Note: This kugel will come out of the oven gray. Don’t worry; it’s supposed to. If gray food disturbs you, toss the grated potatoes with a small amount of lemon juice and drain again before adding the eggs. (The first time my mom used lemon juice, it came out of the oven fluffly and golden on the outside, and pale cream on the inside. After thirty years of gray kugel, it looked wrong. Appetizing, but wrong.)
This is actually a scaled-back version of the recipe that my great-grandmother used. Originally, it was probably about four times the yield and made in a roasting pan. (She used to make enormous pies in roasting pans, too, but that’s another story.) The following recipes have also been scaled back to yield somewhat less than you would use to feed an entire village.
Mummum’s Matzoh Balls
2 eggs
1 Tbsp butter or chicken fat (or vegetarian chicken fat substitute–the concept becomes more disturbing than amusing the longer I think about it)
scant 1/2 cup matzoh meal
2 Tbsp chicken broth
dash pepper
dash salt
little ground ginger, if desired
Beat the eggs with a fork until foamy. Add remaining ingredients. Mixture should be thick, but not dry. Refrigerate at least one hour. With wet hands (the secret to good matzoh balls) form into small balls. Drop into salted boiling water and cook slowly for 45 minutes in a covered pot.

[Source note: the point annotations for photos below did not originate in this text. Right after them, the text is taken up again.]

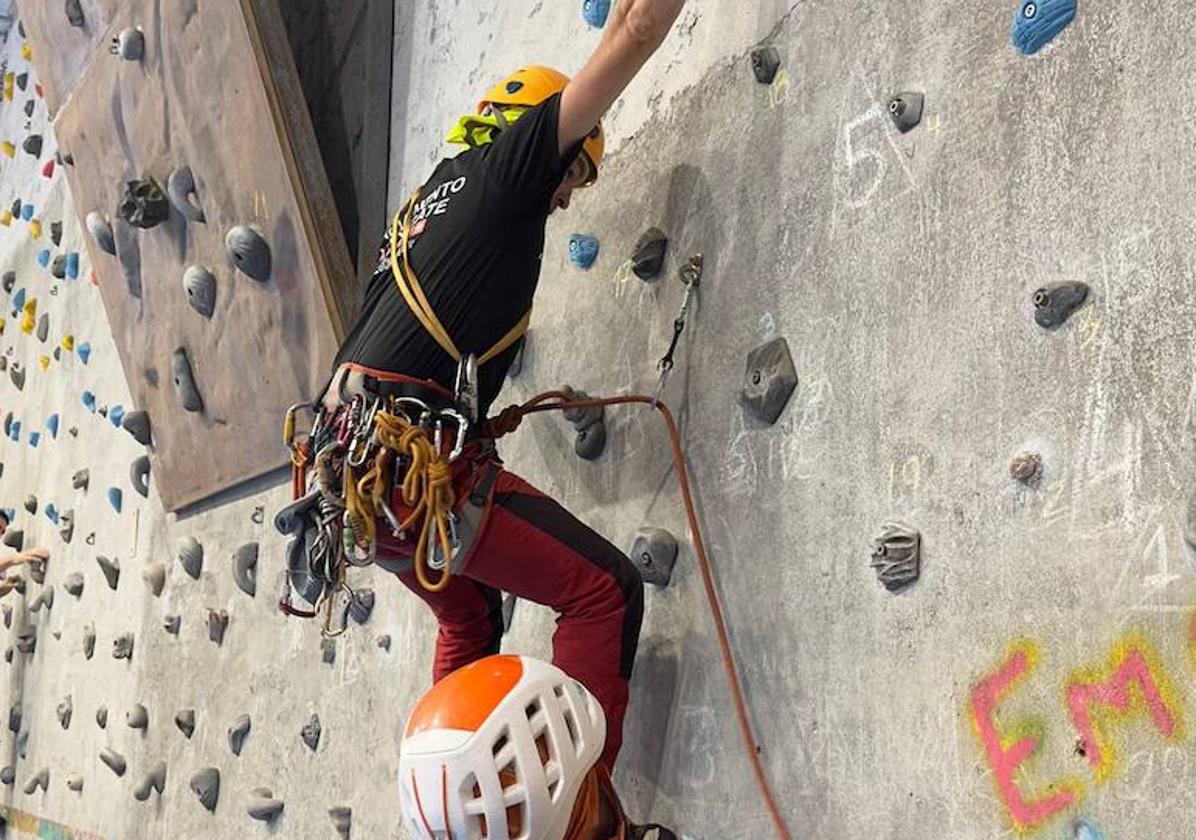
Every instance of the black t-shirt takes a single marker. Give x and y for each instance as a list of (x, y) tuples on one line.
[(477, 236)]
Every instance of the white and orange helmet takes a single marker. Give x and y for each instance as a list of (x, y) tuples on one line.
[(499, 749)]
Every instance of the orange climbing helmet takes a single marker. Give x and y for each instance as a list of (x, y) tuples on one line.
[(531, 85)]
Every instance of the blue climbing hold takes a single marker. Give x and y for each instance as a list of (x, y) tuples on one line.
[(583, 250), (595, 12), (1038, 22)]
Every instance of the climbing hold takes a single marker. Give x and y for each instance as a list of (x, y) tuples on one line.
[(342, 820), (905, 110), (136, 717), (361, 604), (114, 760), (122, 646), (65, 710), (262, 805), (896, 555), (201, 290), (1038, 22), (139, 475), (154, 574), (144, 205), (190, 557), (184, 382), (111, 570), (74, 13), (769, 381), (310, 732), (654, 553), (185, 722), (40, 779), (244, 568), (102, 232), (218, 621), (238, 732), (648, 259), (591, 442), (583, 250), (129, 44), (181, 187), (766, 61), (1055, 304), (138, 425), (596, 12), (206, 785), (153, 780), (249, 253)]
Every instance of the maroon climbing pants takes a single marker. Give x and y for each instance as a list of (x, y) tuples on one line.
[(537, 551)]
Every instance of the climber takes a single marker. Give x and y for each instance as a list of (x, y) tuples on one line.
[(455, 285), (543, 781)]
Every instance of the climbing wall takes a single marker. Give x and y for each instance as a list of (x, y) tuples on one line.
[(220, 164)]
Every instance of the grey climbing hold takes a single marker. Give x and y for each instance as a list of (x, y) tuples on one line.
[(896, 555), (310, 732), (144, 205), (154, 574), (238, 732), (153, 780), (769, 381), (40, 779), (654, 553), (65, 710), (102, 232), (184, 382), (139, 475), (905, 110), (262, 805), (73, 584), (648, 259), (136, 717), (218, 621), (129, 44), (181, 187), (1055, 304), (591, 442), (206, 785), (111, 570), (249, 253), (342, 820), (74, 13), (185, 722), (114, 760), (190, 557), (138, 425), (122, 646), (244, 568), (201, 290), (361, 604)]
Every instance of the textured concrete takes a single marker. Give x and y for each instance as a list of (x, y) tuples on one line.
[(901, 269)]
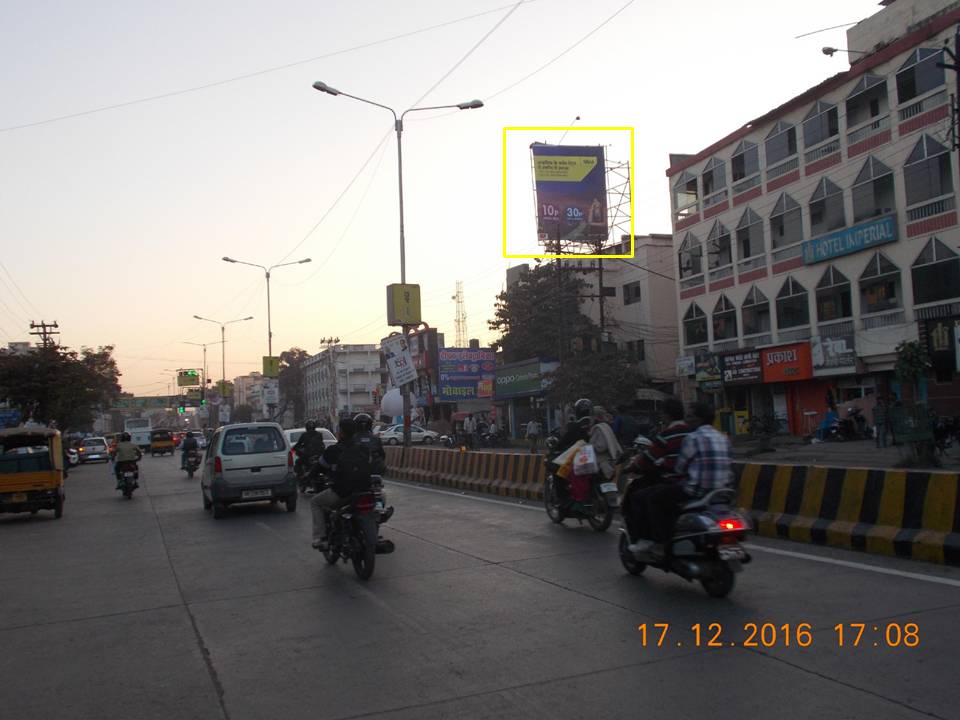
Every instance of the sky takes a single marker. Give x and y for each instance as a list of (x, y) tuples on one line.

Despite my uncle’s and cousin’s opinion to the contrary, the matzoh balls should be light and fluffy, and they are supposed to float. If they sink, you have overworked the dough and they are better used as grapeshot than served to anyone you like.
Mummum’s Charosis
2 tart apples
1 Tbsp Passover wine (the only good use of Manischewitz, as far as I’m concerned)
1/2 cup nuts (preferably walnuts)
1 tsp cinnamon
1 tsp honey (optional, probably because Mom doesn’t like to make anything with more than four ingredients)
Pare and core apples. Chop apples and nuts together, until you have a reasonably fine consistency. (Do not use the food processor, or you’ll have nutty applesauce.) Add cinnamon, wine, and honey. Makes about 2 cups.
In my immediate family, the charosis is traditionally forgotten during the Seder meal, and consumed during the rest of the week. We do the same thing with cranberry sauce at Thanksgiving.
Mummum’s Passover Sponge Cake
12 large eggs
12 rounded Tbsp sugar
9 rounded Tbsp Passover cake meal (if eggs are small, use 8 rounded tablespoons. If more nuts are used, use less cake meal. Do not make batter too viscous.)
grated lemon rind (Presumably from one lemon. The card doesn’t say.)
1/2 lb. walnuts, chopped finely (optional–see honey above)
Separate eggs. Take the time to do this carefully, because you need the whites to gain as much volume as possible when you beat them. Mix the yolks, sugar and lemon rind. Add the cake meal and mix very well. Beat the egg whites until they are very stiff, and fold into cake batter, working as little as possible to retain air volume. Bake 45 minutes at 350 degrees.
I’ve never had the cake with walnuts, probably because they aren’t even mentioned in the instructions. I’d guess that they go in before the egg whites, but life is full of little uncertainties.